Brian scratched his chin. “There’s all the deeds to the house and the land – we registered them with a magistrate before the Rising, so that there would be no dispute as to ownership of the land.”

“And I presume you still have a copy of yours and Ellen’s marriage contract?”

Brian smiled and patted the thick, dark wood of his desk. “I do indeed – you wrote it very well. Clearly laid out the terms of Ellen and my ownership of this land.”

“Good. I’d be happy to take a fresh look.” Ned turned to Jamie. “As far as I know, young man, you’re still an outlaw.”

“Red Jamie, to be exact. And I am.”

“Don’t forget, I’m the Stuart Witch,” Claire smiled. “Though that all seems to have been forgotten now.”

“And may I presume that the Crown doesn’t know you’re here?”

“They don’t – and they won’t, if we keep it that way.” Jamie slung an arm around Claire’s shoulders. “I lived in the far cottage for a time, and moved upstairs into the attic a few months back. My children have never known their father to live out in the open.”

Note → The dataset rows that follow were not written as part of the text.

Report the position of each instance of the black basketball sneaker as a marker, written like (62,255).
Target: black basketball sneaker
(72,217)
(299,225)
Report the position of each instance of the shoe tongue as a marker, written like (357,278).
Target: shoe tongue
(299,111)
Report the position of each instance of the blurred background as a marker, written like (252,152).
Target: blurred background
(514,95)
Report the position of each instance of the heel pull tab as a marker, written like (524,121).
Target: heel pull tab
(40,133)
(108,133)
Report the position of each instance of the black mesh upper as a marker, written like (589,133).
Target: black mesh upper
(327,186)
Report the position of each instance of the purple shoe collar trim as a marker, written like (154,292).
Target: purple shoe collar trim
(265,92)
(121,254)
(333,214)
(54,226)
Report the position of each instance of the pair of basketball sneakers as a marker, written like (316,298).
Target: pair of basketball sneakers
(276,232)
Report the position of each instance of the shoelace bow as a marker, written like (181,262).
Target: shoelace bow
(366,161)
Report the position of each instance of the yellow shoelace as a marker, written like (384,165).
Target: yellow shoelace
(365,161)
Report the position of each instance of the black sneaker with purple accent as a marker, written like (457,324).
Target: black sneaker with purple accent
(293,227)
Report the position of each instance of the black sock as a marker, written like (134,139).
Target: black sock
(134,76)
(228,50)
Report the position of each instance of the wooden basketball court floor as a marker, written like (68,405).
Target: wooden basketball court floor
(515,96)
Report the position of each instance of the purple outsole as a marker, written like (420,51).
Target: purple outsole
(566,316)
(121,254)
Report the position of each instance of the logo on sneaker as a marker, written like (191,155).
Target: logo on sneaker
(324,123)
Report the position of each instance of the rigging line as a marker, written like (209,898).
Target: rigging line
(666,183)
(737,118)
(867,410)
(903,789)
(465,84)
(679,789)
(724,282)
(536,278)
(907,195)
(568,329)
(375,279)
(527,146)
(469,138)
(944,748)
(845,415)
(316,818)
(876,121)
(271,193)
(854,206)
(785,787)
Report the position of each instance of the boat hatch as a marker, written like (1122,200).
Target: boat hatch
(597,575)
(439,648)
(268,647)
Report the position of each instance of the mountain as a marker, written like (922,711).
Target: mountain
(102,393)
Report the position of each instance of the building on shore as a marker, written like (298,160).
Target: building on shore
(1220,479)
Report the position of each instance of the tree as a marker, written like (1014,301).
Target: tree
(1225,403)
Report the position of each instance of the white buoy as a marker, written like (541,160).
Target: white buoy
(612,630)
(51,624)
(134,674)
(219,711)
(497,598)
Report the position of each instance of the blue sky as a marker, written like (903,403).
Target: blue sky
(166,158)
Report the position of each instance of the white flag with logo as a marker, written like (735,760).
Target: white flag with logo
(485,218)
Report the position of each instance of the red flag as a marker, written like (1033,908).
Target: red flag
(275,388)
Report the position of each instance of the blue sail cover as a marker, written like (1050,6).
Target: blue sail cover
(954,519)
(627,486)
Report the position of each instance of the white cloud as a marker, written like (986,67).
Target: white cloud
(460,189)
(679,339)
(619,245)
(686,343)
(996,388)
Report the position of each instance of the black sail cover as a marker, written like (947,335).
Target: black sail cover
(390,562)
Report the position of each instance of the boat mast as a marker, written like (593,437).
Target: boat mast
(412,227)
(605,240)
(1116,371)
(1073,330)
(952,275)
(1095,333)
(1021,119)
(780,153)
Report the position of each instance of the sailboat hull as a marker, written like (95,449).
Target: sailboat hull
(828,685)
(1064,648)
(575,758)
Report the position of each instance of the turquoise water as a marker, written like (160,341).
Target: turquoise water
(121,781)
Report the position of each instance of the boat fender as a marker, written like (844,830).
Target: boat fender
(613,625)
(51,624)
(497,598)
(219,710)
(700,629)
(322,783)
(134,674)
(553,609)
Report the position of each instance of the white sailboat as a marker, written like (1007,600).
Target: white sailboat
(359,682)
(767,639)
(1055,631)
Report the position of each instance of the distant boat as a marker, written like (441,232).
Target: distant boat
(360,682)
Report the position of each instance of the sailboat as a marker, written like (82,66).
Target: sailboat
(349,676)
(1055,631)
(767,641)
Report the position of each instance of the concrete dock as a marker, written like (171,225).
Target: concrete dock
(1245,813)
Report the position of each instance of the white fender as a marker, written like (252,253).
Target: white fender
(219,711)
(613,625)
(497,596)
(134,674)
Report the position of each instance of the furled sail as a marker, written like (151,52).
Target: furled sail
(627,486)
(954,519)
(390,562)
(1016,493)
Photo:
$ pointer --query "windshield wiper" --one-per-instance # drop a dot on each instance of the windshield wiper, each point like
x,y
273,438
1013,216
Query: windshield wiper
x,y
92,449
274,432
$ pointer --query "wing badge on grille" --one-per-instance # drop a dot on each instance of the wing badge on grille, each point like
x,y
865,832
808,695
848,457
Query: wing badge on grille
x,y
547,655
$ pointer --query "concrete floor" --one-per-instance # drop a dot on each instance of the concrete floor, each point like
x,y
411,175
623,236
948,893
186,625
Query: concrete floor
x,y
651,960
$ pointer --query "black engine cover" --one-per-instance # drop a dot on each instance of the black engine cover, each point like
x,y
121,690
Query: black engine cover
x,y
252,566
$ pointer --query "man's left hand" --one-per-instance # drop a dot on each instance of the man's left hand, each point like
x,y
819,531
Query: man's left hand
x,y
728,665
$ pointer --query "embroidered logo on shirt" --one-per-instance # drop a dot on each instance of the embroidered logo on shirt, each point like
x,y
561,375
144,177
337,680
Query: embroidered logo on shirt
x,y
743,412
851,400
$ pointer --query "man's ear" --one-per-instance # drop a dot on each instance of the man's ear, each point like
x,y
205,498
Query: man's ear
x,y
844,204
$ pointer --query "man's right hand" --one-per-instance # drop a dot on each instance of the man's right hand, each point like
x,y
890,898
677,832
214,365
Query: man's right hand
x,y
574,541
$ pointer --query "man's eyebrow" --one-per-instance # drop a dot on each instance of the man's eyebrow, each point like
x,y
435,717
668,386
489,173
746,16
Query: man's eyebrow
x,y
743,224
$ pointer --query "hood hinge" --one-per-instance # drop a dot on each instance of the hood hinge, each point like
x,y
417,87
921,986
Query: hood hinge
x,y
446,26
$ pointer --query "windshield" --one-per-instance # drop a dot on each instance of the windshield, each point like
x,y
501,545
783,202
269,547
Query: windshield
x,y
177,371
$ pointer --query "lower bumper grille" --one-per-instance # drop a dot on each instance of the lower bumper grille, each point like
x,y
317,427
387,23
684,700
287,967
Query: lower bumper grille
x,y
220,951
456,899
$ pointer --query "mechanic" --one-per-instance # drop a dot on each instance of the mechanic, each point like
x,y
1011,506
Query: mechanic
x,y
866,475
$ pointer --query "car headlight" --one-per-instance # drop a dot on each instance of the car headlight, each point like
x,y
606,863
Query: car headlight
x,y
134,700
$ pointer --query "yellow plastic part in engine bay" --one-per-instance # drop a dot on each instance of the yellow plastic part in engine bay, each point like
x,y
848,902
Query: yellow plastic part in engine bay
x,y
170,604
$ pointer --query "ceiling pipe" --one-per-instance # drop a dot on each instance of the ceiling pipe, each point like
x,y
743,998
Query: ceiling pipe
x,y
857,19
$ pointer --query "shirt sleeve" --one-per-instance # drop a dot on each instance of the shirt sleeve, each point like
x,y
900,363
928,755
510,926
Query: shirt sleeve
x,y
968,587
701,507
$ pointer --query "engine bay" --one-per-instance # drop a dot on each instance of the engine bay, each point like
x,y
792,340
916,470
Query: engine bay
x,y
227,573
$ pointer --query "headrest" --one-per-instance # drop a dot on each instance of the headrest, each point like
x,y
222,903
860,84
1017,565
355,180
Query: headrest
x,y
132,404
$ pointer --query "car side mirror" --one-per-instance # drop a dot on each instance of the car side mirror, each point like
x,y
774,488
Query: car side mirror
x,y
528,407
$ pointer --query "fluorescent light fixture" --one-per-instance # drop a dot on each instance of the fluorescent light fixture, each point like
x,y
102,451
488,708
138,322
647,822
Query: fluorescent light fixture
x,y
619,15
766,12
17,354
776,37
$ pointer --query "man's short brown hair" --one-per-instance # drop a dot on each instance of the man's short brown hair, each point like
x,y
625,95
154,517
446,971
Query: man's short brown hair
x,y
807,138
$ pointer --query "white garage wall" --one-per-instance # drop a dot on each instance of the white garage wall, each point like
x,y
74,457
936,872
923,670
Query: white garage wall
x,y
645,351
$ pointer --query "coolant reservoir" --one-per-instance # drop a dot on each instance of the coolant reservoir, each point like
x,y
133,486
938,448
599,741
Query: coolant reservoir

Ned pursed his lips. “I presume you haven’t attempted to petition the Crown.”

Jamie sighed. “For what? The penalty for treason is death. You and I both know that.”

Ned tilted his head, thinking. “If I could find a way for you to be pardoned – for you to live openly – would you be open to that?”

Jamie looked at Claire. She looked back at him, silently supportive.

“Yes,” he replied, eyes still fixed on Claire’s. “There’s nobody else I would trust.”

Ned’s beaming smile was positively infectious. “Well then. I have work to do.”